How is it going with iodine? I heard about it too. I had BC last year, all removed but I’m doing everything to prevent recurrence.
I have been through surgery, chemo-therapy and radiotherapy for a Sarcoma in my throat, between 2002 and 2008. I have also done extensive research into what cancer is, and the many other, non Western Medical views of cancer. I have also received extremely personal psychological help from Mary Molly of the Biodynamic Clinic in London, and believe cancer is a symptom and not a disease.
I am not alone with this view. A test which shows a propensity of certain cells to mutate quicker than normal cells in that group is only showing you a symptom of something going wrong in the body – ie something you are not paying attention to. Cutting off limbs or body parts will not address the underlying distress to the body.
It is better to begin to look very seriously at one’s lifestyle, including diet, stress, self-image, self-feeling, love etc. We are how we think/feel we are. Raw food is best. Clean water, but also, most importantly, do we live with a view that our life is shrinking or expanding? Do we see life as a battle or a gift? It is this aspect of your psyche that must be willingly looked at to cure yourself. Also believe you can be healthy and well again and make the effort. Believe in your immune system!

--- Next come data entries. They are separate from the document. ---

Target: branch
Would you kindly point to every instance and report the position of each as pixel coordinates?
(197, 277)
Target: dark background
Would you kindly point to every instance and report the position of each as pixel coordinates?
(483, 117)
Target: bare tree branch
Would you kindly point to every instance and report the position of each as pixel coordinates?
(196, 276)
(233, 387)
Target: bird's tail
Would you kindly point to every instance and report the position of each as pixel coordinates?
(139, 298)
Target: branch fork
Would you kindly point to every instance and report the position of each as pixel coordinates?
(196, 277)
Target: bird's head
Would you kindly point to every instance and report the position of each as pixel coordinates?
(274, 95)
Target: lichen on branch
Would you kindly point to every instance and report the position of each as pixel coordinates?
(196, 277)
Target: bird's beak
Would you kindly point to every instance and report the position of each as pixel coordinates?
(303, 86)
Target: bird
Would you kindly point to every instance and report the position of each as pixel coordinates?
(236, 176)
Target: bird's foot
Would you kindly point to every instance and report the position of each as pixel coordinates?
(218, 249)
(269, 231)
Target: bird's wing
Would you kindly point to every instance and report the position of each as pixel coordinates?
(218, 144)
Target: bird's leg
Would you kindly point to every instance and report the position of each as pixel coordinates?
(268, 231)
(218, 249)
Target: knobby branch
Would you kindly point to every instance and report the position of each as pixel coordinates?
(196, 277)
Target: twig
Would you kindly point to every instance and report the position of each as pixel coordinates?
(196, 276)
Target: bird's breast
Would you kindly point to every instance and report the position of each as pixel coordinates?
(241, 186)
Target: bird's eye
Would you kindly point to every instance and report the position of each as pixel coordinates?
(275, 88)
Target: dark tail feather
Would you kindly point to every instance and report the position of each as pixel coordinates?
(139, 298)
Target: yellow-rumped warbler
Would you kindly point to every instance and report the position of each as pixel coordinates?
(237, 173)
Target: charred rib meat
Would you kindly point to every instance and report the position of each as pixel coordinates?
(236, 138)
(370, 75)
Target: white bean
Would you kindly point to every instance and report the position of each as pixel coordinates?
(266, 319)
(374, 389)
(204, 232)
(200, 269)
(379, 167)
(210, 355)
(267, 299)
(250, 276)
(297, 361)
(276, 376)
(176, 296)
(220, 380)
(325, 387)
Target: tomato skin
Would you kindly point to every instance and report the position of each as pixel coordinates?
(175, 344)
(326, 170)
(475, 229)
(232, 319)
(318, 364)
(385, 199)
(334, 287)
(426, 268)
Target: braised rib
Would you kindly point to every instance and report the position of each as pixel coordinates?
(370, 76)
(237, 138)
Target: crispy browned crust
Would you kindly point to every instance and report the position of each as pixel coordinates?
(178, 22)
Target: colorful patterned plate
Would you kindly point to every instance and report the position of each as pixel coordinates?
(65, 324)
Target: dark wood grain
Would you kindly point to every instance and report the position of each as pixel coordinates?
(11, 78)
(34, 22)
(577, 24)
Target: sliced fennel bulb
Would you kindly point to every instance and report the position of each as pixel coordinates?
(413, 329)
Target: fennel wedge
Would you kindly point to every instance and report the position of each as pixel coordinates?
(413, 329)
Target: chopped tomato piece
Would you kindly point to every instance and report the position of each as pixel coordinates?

PLEASE! for a change can we focus on the woman that have tested positive after being diagnosed with the damn disease, breast cancer. These are the woman we should be studying, what course of action they took, and the real differences between that course of action typically being a lumpectomy versus a mastectomy relative to recurrence of the cancer! This is what is most important through all this. If we had any real research into this maybe not as many woman would be so quick to have a mastectomy! This is so ridiculous. I’m tired of all the talk about those who have not even cntracted the disease yet. Let’s focus on those who have!
I’m looking for a support
I’m looking for a support group for women like me who are BRCA +, without cancer, who are looking for alternatives to a mastectomy.
Eight years ago I watched that PBS show, I panicked and filled with fear (not peace) I underwent an oopherectomy. I had multiple complications from this surgery.